Author(s):
Alves, Liliana S. ; Marques, André R. A. ; Padrão, Nuno ; Carvalho, Filomena A. ; Ramalho, José ; Lopes, Catarina S. ; Soares, Maria I. L. ; Futter, Clare E. ; Pinho e Melo, Teresa M. V. D. ; Santos, Nuno C. ; Vieira, Otília V.
Date: 2022
Persistent ID: https://hdl.handle.net/10316/107454
Origin: Estudo Geral - Universidade de Coimbra
Subject(s): Atherosclerosis; Lysosome adaptation; Lysosome dysfunction; Oxidized lipids; Vascular smooth muscle cell; Cell Proliferation; Cells, Cultured; Foam Cells; Homeostasis; Lysosomes; Muscle, Smooth, Vascular; Myocytes, Smooth Muscle
Description
In atherosclerotic lesions, vascular smooth muscle cells (VSMCs) represent half of the foam cell population, which is characterized by an aberrant accumulation of undigested lipids within lysosomes. Loss of lysosome function impacts VSMC homeostasis and disease progression. Understanding the molecular mechanisms underlying lysosome dysfunction in these cells is, therefore, crucial. We identify cholesteryl hemiazelate (ChA), a stable oxidation end-product of cholesteryl-polyunsaturated fatty acid esters, as an inducer of lysosome malfunction in VSMCs. ChA-treated VSMCs acquire a foam-cell-like phenotype, characterized by enlarged lysosomes full of ChA and neutral lipids. The lysosomes are perinuclear and exhibit degradative capacity and cargo exit defects. Lysosome luminal pH is also altered. Even though the transcriptional response machinery and autophagy are not activated by ChA, the addition of recombinant lysosomal acid lipase (LAL) is able to rescue lysosome dysfunction. ChA significantly affects VSMC proliferation and migration, impacting atherosclerosis. In summary, this work shows that ChA is sufficient to induce lysosomal dysfunction in VSMCs, that, in ChA-treated VSMCs, neither lysosome biogenesis nor autophagy are triggered, and, finally, that recombinant LAL can be a therapeutic approach for lysosomal dysfunction.
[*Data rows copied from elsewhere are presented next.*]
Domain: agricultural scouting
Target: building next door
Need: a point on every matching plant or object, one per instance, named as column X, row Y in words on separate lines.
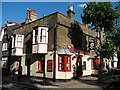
column 79, row 72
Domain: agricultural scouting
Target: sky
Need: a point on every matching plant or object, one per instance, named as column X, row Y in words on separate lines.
column 16, row 11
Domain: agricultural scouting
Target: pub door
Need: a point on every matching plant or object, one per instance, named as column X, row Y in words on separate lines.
column 28, row 67
column 79, row 72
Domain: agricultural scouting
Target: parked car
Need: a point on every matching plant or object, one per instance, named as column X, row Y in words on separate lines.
column 116, row 74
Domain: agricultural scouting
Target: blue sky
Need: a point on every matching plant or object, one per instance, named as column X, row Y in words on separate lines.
column 16, row 11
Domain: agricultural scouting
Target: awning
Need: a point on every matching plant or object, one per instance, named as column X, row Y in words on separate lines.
column 64, row 51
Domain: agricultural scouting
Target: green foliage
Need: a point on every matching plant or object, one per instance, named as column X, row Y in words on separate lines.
column 100, row 14
column 107, row 49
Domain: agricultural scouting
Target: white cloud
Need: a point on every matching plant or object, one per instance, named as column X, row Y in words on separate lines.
column 82, row 5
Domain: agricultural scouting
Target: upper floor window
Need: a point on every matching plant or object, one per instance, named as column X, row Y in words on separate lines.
column 64, row 63
column 4, row 47
column 36, row 36
column 41, row 65
column 43, row 35
column 19, row 41
column 40, row 35
column 95, row 64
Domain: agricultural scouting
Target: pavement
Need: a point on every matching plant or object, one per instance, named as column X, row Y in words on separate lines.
column 35, row 83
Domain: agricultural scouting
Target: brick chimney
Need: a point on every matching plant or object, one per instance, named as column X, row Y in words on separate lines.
column 70, row 12
column 31, row 16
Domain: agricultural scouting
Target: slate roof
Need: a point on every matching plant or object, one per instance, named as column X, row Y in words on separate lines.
column 10, row 29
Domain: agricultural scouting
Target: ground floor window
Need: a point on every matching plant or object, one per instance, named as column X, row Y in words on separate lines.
column 64, row 63
column 41, row 65
column 17, row 65
column 95, row 64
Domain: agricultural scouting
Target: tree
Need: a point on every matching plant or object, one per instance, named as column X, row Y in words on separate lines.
column 101, row 16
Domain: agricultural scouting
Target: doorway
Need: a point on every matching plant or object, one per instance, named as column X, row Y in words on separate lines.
column 79, row 71
column 28, row 67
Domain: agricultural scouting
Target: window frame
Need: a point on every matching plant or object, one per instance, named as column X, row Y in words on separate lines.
column 42, row 64
column 65, row 63
column 97, row 62
column 4, row 46
column 20, row 41
column 84, row 65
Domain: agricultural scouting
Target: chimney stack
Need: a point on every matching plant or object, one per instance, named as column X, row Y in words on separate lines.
column 70, row 12
column 31, row 16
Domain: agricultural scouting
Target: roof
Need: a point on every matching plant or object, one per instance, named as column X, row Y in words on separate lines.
column 85, row 30
column 10, row 29
column 64, row 51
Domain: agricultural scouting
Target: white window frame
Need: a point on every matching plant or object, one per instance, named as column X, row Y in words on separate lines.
column 16, row 41
column 43, row 38
column 35, row 36
column 4, row 47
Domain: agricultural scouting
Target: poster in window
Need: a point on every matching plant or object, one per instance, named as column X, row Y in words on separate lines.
column 49, row 66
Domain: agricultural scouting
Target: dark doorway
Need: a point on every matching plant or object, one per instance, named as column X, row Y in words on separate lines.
column 28, row 67
column 79, row 72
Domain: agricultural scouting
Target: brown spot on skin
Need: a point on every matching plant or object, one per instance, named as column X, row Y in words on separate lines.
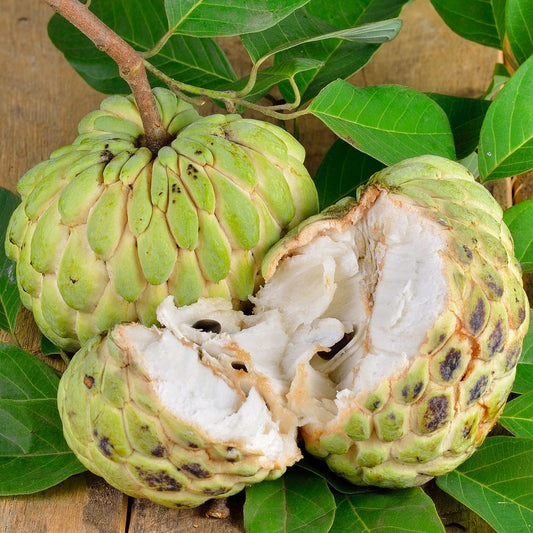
column 478, row 389
column 417, row 389
column 233, row 454
column 477, row 318
column 160, row 481
column 208, row 325
column 494, row 287
column 450, row 364
column 106, row 156
column 436, row 413
column 196, row 470
column 158, row 451
column 496, row 339
column 336, row 348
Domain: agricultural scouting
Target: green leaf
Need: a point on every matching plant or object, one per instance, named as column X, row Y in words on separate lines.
column 299, row 35
column 343, row 169
column 48, row 347
column 466, row 117
column 381, row 511
column 208, row 18
column 298, row 501
column 517, row 416
column 481, row 21
column 496, row 483
column 141, row 23
column 523, row 382
column 518, row 220
column 388, row 122
column 506, row 140
column 9, row 294
column 518, row 18
column 33, row 452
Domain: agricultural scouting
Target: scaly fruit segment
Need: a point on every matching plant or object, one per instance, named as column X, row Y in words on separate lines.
column 105, row 216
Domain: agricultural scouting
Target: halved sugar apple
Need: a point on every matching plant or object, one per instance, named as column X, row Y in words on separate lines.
column 160, row 418
column 106, row 229
column 388, row 330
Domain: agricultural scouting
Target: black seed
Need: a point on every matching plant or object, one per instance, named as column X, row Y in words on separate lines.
column 468, row 252
column 106, row 156
column 216, row 492
column 158, row 480
column 417, row 389
column 478, row 389
column 450, row 364
column 336, row 348
column 208, row 325
column 436, row 413
column 478, row 317
column 106, row 446
column 158, row 451
column 494, row 287
column 496, row 339
column 195, row 469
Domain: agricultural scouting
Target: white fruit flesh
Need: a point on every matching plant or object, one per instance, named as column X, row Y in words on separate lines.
column 379, row 283
column 198, row 395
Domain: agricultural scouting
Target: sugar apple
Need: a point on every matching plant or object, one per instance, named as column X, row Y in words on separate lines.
column 387, row 334
column 106, row 230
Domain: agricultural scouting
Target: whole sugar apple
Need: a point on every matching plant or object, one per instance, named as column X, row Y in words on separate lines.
column 387, row 331
column 106, row 229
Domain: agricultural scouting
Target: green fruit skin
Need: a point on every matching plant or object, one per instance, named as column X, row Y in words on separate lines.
column 431, row 418
column 110, row 224
column 119, row 430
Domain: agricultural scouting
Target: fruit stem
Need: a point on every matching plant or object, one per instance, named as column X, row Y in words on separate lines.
column 130, row 66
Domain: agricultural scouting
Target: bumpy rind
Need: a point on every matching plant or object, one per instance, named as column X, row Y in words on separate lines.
column 430, row 418
column 117, row 427
column 105, row 230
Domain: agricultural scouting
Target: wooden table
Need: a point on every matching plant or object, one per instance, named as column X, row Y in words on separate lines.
column 42, row 101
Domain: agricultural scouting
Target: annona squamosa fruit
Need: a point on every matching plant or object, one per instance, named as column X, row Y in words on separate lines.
column 387, row 332
column 106, row 230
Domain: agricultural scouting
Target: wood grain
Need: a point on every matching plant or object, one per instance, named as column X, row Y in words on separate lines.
column 42, row 101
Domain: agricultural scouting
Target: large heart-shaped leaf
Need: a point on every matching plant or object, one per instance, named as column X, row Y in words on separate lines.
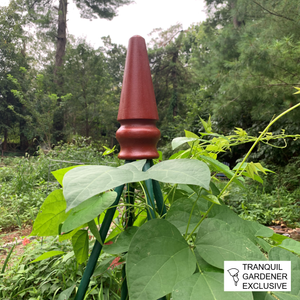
column 182, row 140
column 216, row 242
column 121, row 242
column 88, row 210
column 51, row 214
column 222, row 168
column 59, row 174
column 157, row 259
column 184, row 171
column 85, row 182
column 48, row 255
column 208, row 286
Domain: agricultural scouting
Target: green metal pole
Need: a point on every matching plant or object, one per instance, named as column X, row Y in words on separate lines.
column 149, row 192
column 89, row 270
column 159, row 198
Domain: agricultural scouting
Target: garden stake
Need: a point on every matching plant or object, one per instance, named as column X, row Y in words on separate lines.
column 138, row 137
column 89, row 270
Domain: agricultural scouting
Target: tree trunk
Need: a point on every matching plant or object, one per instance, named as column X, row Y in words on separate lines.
column 175, row 84
column 86, row 120
column 4, row 145
column 61, row 40
column 237, row 24
column 58, row 118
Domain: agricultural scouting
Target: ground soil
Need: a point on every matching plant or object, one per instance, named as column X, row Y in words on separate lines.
column 12, row 235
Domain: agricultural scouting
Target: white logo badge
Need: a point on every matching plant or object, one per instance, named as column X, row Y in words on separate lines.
column 257, row 276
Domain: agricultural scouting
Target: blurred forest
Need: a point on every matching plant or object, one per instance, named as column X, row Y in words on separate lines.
column 240, row 67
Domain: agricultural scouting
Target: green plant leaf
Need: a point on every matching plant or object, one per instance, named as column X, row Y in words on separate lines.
column 279, row 254
column 291, row 245
column 121, row 242
column 94, row 230
column 88, row 210
column 216, row 242
column 182, row 140
column 51, row 214
column 59, row 174
column 80, row 242
column 158, row 258
column 65, row 295
column 68, row 235
column 264, row 232
column 247, row 228
column 209, row 285
column 179, row 214
column 211, row 198
column 103, row 266
column 222, row 168
column 204, row 266
column 278, row 238
column 139, row 164
column 83, row 183
column 117, row 230
column 183, row 171
column 262, row 296
column 286, row 296
column 48, row 255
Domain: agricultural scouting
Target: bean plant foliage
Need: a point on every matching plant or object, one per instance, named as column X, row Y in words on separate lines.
column 179, row 254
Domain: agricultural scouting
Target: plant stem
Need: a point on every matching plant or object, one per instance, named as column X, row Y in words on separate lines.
column 89, row 270
column 254, row 144
column 198, row 224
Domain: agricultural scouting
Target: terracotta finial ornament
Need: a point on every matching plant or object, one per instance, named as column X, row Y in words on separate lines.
column 138, row 135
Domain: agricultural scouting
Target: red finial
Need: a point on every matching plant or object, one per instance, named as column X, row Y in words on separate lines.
column 138, row 135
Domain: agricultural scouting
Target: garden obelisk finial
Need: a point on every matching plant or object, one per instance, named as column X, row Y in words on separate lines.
column 138, row 135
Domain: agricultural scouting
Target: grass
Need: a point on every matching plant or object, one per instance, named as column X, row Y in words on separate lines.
column 26, row 181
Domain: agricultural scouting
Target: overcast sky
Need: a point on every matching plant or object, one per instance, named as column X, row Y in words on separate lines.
column 139, row 18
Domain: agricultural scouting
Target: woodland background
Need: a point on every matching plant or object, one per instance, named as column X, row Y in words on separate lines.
column 240, row 67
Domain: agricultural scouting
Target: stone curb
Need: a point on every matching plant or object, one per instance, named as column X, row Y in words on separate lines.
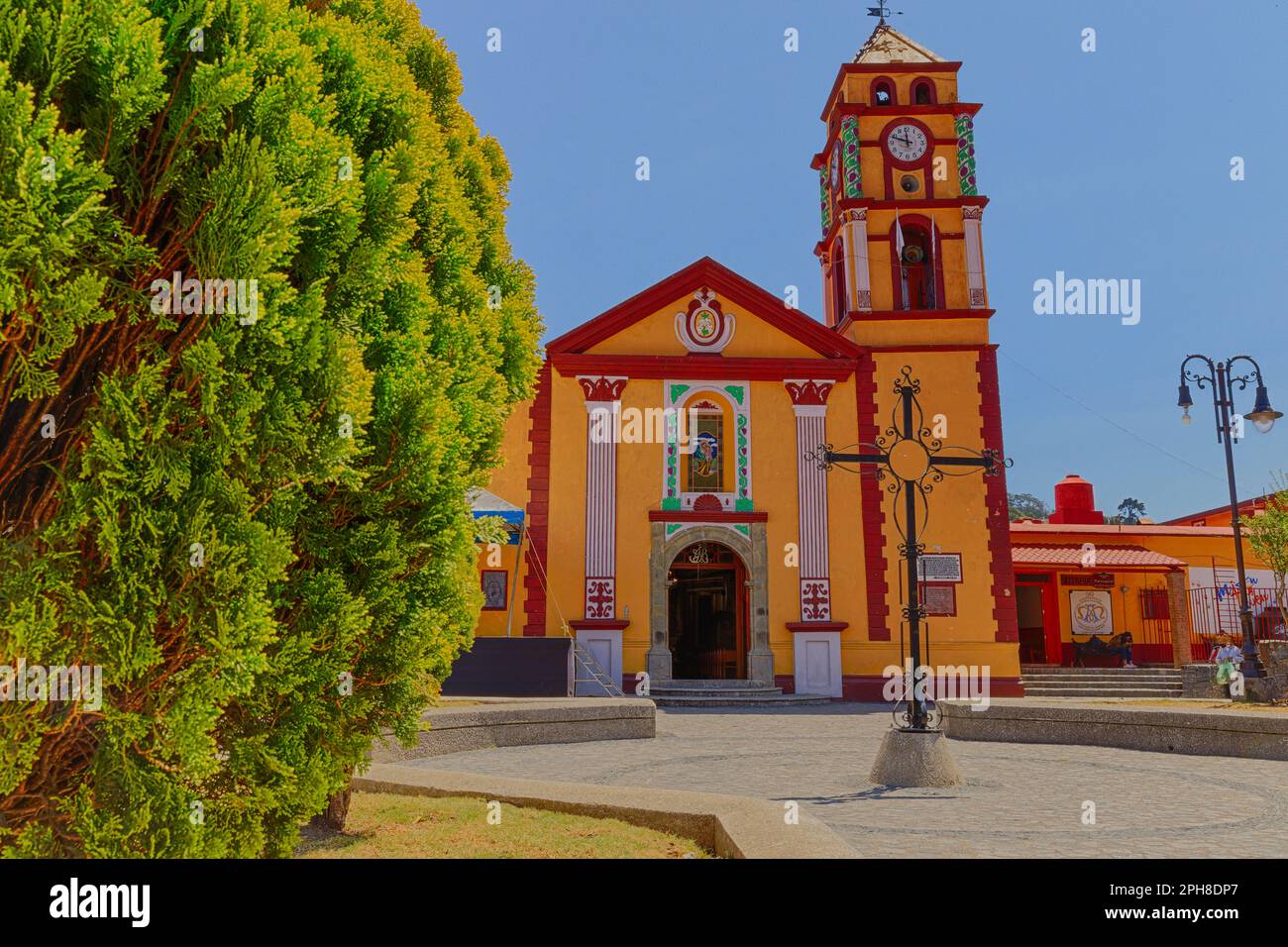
column 523, row 723
column 729, row 826
column 1193, row 731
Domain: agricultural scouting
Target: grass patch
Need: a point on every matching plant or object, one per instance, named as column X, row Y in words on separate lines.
column 382, row 825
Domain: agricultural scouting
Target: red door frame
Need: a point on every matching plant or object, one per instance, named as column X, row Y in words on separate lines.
column 1050, row 613
column 742, row 633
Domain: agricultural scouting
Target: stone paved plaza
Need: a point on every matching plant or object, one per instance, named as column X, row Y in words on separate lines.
column 1021, row 799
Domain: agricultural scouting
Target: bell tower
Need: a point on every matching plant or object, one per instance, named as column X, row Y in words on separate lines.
column 903, row 277
column 901, row 206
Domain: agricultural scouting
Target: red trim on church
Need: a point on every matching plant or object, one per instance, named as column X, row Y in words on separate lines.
column 715, row 368
column 707, row 515
column 995, row 497
column 704, row 273
column 870, row 506
column 539, row 506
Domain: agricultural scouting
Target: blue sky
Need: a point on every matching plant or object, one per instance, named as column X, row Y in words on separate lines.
column 1113, row 163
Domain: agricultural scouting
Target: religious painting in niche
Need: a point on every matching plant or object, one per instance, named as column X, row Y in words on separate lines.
column 493, row 590
column 1091, row 612
column 706, row 463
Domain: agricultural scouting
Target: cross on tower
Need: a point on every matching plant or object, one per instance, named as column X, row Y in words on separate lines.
column 881, row 11
column 915, row 460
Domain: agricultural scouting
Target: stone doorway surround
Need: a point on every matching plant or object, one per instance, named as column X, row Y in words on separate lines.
column 755, row 557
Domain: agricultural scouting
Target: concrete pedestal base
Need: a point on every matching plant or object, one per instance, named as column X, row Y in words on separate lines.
column 914, row 759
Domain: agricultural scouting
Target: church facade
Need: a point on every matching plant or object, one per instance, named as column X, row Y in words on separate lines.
column 677, row 517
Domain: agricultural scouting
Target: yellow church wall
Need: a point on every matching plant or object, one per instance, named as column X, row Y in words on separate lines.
column 639, row 486
column 510, row 479
column 492, row 622
column 510, row 482
column 566, row 544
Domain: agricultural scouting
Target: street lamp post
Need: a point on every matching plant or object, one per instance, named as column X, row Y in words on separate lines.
column 1222, row 377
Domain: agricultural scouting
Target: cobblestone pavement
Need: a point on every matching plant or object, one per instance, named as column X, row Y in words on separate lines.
column 1021, row 799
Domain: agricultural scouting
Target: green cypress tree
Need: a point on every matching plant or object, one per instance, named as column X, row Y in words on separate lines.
column 252, row 521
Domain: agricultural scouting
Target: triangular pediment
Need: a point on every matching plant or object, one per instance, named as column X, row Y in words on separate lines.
column 652, row 324
column 889, row 46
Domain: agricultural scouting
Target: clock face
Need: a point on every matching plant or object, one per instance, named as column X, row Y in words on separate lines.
column 906, row 144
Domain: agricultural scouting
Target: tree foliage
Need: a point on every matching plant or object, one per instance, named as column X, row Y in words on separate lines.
column 1026, row 506
column 1267, row 535
column 1129, row 512
column 233, row 519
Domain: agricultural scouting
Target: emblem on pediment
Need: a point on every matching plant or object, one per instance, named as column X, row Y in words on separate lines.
column 703, row 328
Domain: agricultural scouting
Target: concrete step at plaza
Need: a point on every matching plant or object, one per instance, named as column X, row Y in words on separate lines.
column 728, row 693
column 722, row 699
column 1048, row 681
column 1100, row 678
column 1100, row 692
column 1163, row 671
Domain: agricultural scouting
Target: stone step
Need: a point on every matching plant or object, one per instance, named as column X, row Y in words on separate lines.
column 715, row 692
column 1102, row 692
column 709, row 684
column 1089, row 678
column 720, row 699
column 1055, row 669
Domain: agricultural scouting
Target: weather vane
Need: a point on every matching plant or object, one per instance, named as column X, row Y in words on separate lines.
column 881, row 11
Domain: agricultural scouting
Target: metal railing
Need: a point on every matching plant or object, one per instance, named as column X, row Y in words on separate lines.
column 1214, row 612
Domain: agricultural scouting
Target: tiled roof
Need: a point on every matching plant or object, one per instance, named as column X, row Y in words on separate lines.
column 1107, row 557
column 1125, row 530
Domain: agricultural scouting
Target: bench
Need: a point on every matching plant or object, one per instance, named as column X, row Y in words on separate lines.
column 1115, row 650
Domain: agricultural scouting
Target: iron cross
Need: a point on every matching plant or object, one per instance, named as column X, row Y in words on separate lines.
column 915, row 460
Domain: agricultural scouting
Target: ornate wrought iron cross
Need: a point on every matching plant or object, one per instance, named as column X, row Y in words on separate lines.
column 914, row 460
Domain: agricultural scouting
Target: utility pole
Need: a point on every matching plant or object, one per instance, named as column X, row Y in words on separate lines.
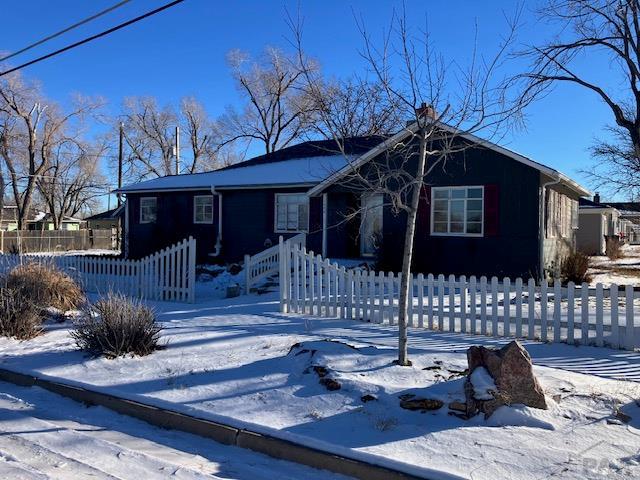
column 177, row 150
column 120, row 160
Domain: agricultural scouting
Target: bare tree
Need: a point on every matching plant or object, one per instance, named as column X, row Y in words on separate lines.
column 149, row 133
column 355, row 107
column 415, row 79
column 278, row 110
column 72, row 182
column 202, row 135
column 31, row 127
column 150, row 138
column 607, row 30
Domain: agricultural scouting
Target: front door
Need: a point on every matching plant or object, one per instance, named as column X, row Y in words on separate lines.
column 371, row 224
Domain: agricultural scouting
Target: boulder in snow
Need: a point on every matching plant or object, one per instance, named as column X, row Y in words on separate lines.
column 510, row 370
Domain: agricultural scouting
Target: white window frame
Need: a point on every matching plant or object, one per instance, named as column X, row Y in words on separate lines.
column 155, row 199
column 275, row 214
column 456, row 234
column 195, row 211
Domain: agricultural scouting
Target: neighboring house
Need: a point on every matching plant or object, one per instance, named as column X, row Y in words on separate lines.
column 488, row 211
column 629, row 219
column 597, row 223
column 109, row 219
column 9, row 220
column 43, row 221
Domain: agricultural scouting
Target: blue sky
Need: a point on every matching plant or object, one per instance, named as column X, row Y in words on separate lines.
column 182, row 52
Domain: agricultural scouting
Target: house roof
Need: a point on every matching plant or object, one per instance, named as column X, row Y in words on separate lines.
column 112, row 214
column 587, row 205
column 315, row 164
column 626, row 206
column 412, row 128
column 304, row 164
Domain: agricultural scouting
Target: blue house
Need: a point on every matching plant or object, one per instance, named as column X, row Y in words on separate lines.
column 487, row 211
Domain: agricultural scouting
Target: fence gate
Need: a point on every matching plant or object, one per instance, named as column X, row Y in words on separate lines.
column 168, row 275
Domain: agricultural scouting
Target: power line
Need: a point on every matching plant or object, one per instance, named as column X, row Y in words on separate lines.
column 87, row 40
column 68, row 29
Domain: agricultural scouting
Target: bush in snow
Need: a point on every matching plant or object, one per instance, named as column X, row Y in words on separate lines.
column 575, row 268
column 45, row 286
column 116, row 325
column 19, row 317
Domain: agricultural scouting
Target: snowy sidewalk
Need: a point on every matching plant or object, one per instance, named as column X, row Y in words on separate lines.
column 43, row 435
column 235, row 361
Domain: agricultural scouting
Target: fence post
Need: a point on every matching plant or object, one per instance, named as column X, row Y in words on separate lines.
column 281, row 275
column 247, row 273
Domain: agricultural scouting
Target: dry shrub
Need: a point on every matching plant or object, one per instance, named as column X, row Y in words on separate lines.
column 116, row 325
column 575, row 268
column 46, row 286
column 19, row 317
column 613, row 248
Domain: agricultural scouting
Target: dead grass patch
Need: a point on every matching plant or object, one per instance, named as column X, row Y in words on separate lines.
column 45, row 286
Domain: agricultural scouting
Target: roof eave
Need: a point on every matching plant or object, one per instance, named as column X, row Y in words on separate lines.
column 222, row 187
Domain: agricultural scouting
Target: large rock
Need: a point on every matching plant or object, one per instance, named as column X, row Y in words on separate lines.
column 512, row 372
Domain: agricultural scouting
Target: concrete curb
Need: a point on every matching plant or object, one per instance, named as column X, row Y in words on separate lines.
column 227, row 435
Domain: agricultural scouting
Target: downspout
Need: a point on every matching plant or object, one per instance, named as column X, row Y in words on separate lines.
column 124, row 236
column 218, row 246
column 541, row 216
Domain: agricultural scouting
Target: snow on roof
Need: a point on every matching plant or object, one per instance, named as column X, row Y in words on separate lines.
column 297, row 171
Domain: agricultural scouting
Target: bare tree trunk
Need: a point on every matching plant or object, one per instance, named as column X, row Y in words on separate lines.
column 409, row 237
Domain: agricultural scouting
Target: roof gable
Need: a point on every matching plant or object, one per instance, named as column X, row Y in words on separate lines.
column 413, row 128
column 305, row 164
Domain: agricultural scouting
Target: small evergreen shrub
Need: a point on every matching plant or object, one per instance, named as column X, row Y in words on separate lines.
column 575, row 268
column 613, row 248
column 45, row 286
column 116, row 325
column 20, row 318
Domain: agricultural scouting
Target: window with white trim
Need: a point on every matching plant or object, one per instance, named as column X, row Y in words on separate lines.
column 148, row 209
column 457, row 211
column 203, row 209
column 292, row 212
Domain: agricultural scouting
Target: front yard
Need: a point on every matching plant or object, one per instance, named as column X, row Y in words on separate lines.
column 242, row 362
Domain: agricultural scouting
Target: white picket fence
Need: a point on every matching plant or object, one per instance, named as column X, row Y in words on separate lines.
column 596, row 316
column 266, row 263
column 167, row 275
This work was supported by Fundação para a Ciência e a Tecnologia, I.P (FCT, Portugal), projects 03/SAICT/2015, PTDC/EMD-TLM/7289/2020 and PTDC/MEDPAT/ 29395/2017, through national funds and co-funded by FEDER under the PT2020 Partnership. The Coimbra Chemistry Centre (CQC) is supported by FCT through project UID/QUI/00313/2019. This work was also supported by a European Commission Twinning on “Excel in Rare Diseases’ Research: Focus on LYSOsomal Disorders and CILiopathies’ grant (H2020-TWINN-2017: GA 81108). L.S.A. was a holder of a FCT PhD fellowship (PD/BD/114254/2016), attributed by the ProRegem Doctoral Programme in 2016. C.S.L. is also a holder of a FCT PhD fellowship (PD/ BD/135045/2017). A.R.A.M. was funded by the FCT Stimulus of Scientific Employment Individual Support Call 2017 (CEECIND/01006/2017).